Orner Law is a premier U.S. immigration and nationality firm.
Header image

USCIS Will Begin Accepting Requests for Expanded DACA on February 18, 2015

U.S. Citizenship and Immigration Services (USCIS) will begin accepting Deferred Action for Childhood Arrivals (DACA) applications under the revised guidelines established as part of President Obama’s executive action announcement on February 18, 2015.

As background, on June 15, 2012, the Secretary of Homeland Security announced that certain individuals who came to the United States as children and meet certain guidelines may request consideration of deferred action for a period of two years, subject to renewal.  Eligible individuals may also apply for work authorization.  Deferred action is a form of prosecutorial discretion to defer removal or deportation action against an individual for a certain period of time.  Deferred action does NOT provide lawful status.  On November 20, 2014, President Obama made an announcement extending the DACA and work authorization period from two years to three years.
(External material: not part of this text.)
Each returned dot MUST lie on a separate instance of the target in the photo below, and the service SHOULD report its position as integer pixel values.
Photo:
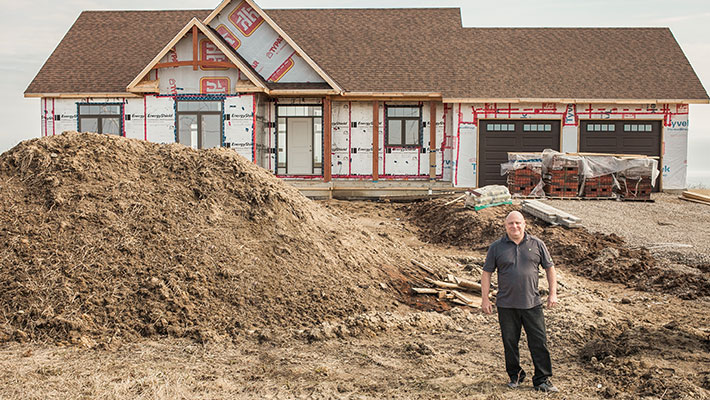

In addition, the new guidelines allow an individual to be considered for DACA if they:

– Entered the United States before the age of 16;
– Have lived in the United States continuously since at least January 1, 2010 rather than the prior requirement of June 15, 2007;
– Are of any age (removes the prior requirement to have been born before June 15, 1981); and
– Meet all the other DACA requirements.

These requirements state that an applicant must currently be in school, have graduated or obtained a high school diploma, have obtained a general education development (GED) certificate, or be an honorably discharged veteran of the U.S. Coast Guard or Armed Forces AND has not been convicted of a felony, significant misdemeanor, or three or more other misdemeanors, and does not otherwise pose a threat to national security or public safety.